BY SUE BOLAND
Queensland Premier Peter Beattie created a media furore on August 20 when he called for an inquiry into the impact of the GST on petrol price rises. With petrol prices having leapt to over $1 a litre in places, Beattie's comments unleashed a wave of criticism on the federal Coalition government.
Prime Minister John Howard and treasurer Peter Costello responded by shifting the blame. It's not the GST, they cried, it's world oil prices.
But while world prices are partly responsible for the rise, that's not the whole story.
According to a new report by Econtech, an economic modelling agency used by the government and the Australian Competition and Consumer Commission, the GST has already added 1.2 cents to the price of a litre of petrol.
Earlier this year, Econtech's modelling was used as evidence by the government that the GST would not increase petrol prices. However, the agency based that prediction on the assumption that the government would decrease excise tax by an amount sufficient to cancel out the impact of the GST.
"If this assumption is not met, the specified price change targets will be exceeded", Econtech warned.
Motoring organisations announced at the end of August that they would campaign for the petrol excise tax to be frozen.

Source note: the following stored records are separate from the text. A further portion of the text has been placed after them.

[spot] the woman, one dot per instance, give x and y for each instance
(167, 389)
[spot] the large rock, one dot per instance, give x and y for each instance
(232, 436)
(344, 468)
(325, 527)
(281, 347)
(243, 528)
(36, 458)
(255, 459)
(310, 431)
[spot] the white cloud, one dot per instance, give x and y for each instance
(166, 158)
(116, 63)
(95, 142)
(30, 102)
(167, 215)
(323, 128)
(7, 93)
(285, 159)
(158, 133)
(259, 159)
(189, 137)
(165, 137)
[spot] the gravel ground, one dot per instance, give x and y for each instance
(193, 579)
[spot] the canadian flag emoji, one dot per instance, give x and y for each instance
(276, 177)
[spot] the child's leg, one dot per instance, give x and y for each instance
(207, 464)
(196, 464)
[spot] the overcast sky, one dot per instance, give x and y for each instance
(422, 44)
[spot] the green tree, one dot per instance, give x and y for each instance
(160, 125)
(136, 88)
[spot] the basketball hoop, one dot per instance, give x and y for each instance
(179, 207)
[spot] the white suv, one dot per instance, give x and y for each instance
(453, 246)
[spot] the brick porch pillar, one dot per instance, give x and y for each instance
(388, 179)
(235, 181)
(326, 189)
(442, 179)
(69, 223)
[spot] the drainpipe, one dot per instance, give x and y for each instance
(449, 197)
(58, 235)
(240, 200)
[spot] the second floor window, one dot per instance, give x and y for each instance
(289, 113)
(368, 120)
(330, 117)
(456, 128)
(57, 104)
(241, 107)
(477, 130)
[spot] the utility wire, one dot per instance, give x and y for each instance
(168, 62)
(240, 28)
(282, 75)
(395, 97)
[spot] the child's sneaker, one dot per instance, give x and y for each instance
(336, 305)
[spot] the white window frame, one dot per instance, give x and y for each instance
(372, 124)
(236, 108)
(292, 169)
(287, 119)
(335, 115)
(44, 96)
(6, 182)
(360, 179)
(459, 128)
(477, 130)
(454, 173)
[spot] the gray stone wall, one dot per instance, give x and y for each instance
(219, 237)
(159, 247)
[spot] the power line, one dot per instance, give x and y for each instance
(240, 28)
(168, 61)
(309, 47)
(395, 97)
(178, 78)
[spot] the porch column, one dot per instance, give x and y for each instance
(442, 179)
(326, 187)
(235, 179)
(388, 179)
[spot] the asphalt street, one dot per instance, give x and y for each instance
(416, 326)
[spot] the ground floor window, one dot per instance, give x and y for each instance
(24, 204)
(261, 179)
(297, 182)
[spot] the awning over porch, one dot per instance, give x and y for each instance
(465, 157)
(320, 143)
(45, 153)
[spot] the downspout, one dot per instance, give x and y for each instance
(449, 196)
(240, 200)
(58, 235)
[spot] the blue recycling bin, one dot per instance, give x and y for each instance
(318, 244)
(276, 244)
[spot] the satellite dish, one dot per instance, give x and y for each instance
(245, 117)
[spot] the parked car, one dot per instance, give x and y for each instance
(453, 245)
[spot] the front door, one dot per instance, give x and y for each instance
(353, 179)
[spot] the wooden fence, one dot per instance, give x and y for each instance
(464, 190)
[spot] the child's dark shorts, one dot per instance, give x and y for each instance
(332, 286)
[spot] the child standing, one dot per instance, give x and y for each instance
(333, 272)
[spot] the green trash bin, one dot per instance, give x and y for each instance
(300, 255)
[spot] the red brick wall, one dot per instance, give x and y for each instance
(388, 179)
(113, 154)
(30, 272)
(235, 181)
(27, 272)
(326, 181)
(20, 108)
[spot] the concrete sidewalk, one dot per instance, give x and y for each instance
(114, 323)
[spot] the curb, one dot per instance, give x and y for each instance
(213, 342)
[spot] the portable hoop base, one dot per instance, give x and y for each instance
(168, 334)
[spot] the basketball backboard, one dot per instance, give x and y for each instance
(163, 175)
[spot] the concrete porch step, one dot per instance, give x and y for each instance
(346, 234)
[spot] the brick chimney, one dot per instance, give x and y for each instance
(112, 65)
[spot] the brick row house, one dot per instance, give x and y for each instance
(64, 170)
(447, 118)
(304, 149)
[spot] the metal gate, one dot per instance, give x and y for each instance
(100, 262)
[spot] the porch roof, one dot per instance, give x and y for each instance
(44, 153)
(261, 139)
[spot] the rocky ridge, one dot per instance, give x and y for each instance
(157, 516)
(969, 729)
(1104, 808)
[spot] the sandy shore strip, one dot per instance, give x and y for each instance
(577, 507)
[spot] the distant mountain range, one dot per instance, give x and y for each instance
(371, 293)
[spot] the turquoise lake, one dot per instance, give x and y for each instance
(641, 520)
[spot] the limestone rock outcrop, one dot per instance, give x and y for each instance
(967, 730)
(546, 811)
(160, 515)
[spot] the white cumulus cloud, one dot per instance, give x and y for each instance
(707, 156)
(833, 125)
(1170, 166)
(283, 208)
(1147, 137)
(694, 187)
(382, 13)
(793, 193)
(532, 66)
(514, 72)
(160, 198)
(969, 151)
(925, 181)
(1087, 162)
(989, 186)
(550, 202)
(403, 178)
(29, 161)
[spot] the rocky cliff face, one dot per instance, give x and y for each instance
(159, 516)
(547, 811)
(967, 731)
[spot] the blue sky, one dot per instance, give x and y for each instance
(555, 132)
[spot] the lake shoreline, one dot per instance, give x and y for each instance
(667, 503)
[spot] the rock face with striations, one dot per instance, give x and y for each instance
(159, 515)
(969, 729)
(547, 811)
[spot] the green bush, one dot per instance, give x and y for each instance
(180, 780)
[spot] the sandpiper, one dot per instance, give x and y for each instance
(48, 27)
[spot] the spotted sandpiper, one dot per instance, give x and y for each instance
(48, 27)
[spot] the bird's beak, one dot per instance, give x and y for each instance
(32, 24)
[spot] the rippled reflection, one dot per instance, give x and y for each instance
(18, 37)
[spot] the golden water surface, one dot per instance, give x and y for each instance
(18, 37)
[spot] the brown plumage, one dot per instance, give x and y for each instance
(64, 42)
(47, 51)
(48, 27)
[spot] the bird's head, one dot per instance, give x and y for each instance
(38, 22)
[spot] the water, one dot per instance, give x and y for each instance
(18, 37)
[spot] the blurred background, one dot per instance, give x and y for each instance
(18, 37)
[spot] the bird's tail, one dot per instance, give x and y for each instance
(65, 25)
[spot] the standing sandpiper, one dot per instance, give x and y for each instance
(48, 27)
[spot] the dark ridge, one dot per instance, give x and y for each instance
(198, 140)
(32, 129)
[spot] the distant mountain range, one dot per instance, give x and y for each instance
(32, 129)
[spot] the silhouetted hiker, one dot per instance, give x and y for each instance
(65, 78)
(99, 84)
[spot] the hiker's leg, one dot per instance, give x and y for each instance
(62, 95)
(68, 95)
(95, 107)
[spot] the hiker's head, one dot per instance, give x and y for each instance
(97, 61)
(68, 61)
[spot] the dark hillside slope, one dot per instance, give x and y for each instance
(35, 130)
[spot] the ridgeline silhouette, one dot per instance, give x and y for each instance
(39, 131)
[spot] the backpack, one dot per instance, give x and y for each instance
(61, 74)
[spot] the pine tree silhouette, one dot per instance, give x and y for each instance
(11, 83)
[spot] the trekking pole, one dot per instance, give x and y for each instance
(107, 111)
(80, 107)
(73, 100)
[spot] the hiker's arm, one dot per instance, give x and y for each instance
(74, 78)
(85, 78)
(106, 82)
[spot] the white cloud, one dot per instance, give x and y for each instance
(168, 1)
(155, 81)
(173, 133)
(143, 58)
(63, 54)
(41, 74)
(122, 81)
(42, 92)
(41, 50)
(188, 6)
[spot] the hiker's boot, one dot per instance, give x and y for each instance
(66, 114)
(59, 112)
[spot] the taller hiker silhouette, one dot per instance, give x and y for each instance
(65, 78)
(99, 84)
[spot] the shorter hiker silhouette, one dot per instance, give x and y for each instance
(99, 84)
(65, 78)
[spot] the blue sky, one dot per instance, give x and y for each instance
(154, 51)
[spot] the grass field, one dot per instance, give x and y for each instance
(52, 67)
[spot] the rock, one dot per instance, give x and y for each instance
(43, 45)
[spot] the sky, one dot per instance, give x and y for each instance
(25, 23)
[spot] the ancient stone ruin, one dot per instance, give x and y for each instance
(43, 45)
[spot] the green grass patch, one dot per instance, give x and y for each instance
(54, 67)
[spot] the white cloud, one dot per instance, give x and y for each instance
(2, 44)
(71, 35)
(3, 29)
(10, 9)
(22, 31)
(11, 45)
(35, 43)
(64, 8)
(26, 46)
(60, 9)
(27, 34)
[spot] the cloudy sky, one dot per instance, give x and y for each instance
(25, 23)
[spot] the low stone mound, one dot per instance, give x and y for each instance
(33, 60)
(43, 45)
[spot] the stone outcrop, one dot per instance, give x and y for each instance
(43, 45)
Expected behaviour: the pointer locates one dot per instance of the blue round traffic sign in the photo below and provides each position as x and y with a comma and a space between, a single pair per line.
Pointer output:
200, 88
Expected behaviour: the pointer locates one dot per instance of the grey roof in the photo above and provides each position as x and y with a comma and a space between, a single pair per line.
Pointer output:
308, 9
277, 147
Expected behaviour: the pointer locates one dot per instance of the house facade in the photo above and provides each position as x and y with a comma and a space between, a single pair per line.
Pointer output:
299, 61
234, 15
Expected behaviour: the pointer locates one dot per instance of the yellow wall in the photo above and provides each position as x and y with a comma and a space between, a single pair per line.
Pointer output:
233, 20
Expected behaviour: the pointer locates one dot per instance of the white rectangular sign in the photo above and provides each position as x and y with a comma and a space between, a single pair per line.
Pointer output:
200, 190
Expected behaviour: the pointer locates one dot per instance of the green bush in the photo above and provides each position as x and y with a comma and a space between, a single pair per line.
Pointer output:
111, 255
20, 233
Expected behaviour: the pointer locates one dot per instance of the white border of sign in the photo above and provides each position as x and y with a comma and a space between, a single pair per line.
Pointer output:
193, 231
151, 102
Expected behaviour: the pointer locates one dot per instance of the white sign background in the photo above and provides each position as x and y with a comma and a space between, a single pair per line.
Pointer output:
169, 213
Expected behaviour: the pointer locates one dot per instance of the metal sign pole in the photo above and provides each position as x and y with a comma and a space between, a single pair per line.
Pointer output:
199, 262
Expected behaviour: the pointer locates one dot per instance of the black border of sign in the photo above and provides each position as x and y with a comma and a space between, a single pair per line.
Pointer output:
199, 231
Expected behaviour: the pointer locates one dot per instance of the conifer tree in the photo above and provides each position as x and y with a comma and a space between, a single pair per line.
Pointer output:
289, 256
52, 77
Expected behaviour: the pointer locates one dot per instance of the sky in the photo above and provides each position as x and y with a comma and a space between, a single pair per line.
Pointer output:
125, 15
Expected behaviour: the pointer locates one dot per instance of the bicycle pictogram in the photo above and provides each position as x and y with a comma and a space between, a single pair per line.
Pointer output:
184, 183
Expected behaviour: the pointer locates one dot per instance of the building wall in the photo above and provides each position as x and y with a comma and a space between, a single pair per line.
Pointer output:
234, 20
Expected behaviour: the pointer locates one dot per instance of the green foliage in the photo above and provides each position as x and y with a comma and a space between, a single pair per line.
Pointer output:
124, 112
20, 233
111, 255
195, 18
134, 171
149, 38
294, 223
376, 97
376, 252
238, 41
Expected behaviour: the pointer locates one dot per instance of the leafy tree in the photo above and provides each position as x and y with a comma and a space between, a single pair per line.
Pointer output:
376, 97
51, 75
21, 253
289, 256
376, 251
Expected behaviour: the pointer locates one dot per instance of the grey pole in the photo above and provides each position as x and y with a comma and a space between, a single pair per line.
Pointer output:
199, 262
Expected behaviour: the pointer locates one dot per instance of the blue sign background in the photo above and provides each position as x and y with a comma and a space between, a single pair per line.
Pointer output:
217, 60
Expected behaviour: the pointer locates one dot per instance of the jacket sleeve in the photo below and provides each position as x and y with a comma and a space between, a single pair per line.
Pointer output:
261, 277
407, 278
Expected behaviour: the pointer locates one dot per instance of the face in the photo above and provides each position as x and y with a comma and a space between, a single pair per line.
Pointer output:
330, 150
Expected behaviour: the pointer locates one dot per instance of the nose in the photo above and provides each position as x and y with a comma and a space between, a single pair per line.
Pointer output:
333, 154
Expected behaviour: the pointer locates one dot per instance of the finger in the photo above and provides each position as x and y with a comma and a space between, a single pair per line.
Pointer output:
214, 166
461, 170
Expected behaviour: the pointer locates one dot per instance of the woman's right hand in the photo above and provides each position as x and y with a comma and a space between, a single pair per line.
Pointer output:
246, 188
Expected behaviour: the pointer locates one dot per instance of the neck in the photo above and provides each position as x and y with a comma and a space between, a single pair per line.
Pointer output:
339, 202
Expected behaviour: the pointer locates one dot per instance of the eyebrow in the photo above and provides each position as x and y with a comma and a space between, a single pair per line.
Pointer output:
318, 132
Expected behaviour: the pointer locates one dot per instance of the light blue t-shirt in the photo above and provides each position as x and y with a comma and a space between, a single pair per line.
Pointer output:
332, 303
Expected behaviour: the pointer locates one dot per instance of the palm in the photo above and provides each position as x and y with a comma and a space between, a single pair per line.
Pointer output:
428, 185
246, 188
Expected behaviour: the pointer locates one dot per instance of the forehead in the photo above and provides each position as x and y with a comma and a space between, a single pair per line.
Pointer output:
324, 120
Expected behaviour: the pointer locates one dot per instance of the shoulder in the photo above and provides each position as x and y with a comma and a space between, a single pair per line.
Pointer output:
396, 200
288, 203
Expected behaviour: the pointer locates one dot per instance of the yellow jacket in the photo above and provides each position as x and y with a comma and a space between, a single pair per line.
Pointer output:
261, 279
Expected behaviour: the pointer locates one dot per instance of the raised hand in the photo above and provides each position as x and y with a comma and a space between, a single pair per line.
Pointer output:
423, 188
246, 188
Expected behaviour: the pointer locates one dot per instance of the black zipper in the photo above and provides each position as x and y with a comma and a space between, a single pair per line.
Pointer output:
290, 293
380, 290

Several Coalition backbenchers have joined the call for a freeze petrol excise.
The ALP failed to support calls for petrol excise to be frozen, but did call for the next scheduled increase to be reduced, in order to compensate for the GST's impact.
Howard, Costello and National Party leader John Anderson, however, ruled out freezing the excise and rebuked Coalition MPs who were calling for a freeze.
Some Coalition backbenchers refused to be silenced. South Australian Liberal MP Trish Draper announced on September 1 that she would continue distributing a petition for a freeze on petrol excise, and Western Australian Liberal Senator Ross Lightfoot has continued to speak out.
The political storm over the price of petrol threatened to engulf the government. Howard needed to do something urgently to distract public attention. A few days later, he declared that the government would withdraw cooperation from the UN human rights committees.
The tactic was successful. Discussion about petrol prices vanished from the front pages of newspapers.
An extended public discussion about petrol prices would have exposed the government on two fronts.
Firstly, a public discussion would reinforce the impression that you can't trust the government on anything. During the 1998 federal election campaign, Howard promised, "The GST will not increase the price of petrol for the ordinary motorist".
When Costello let on in February that there were "limits to that promise", Howard immediately gave an "absolutely irrevocable" guarantee that petrol prices would not increase with the GST. The government betrayed the promise in August when, instead of cutting the excise tax by the 8.2% necessary to cancel the impact of the GST, it cut the rate by only 6.7%. This difference sparked an immediate increase in petrol prices.
Secondly, an extended public debate would reveal that the government has the power to cut the price of petrol by almost half, but refuses to do so. Excise accounts for 47.2% of the price of each litre of petrol. Since Bob Hawke's federal Labor government introduced automatic indexation of excise in 1983, it has increased from 12.2% to 47.2% today.
Howard claims that it is not possible to freeze, let alone reduce or abolish, excise tax because the funds are needed for pensions and social welfare. That concern has not stopped his government from cutting the company tax rate to 30% or from slashing the capital gains tax rate in half.
The federal Coalition isn't the only hypocrite on petrol prices. The ALP has repeatedly refused to commit a future Labor government to lowering excise. It is content to posture.
Throughout the furore, the Democrats have supported the government. They are particularly sensitive to suggestions that the GST is responsible for petrol price increases because of their role in the adoption of this consumption tax. Democrats' press releases call on Australians to accept high petrol prices and focus on adjusting "our economic and household behaviour to that reality".
Excise taxes are inherently unfair because they fall most heavily on those who can least afford to pay, the ordinary worker who needs a car to survive. Like other indirect taxes, excise taxes should be abolished.
Many environmentalists would oppose the abolition of fuel excise taxes as a windfall to large mining and trucking companies. However, it would be more effective to hit these companies with increased company taxes, the abolition of their subsidies and the abolition of their tax evasion schemes.
This is a concept which is anathema to the Liberals, the Nationals, Labor and the Democrats.
The most recent aggregate figures available from the Australian Taxation Office, for 1995-96, show that companies paid an average of 18.8% on their "taxable income", despite the official tax rate being 36%. If all companies had paid 36% tax, it would have raised an extra $15 billion. The 2000-01 budget predicts that $12.9 billion in revenue will be raised from petrol excise.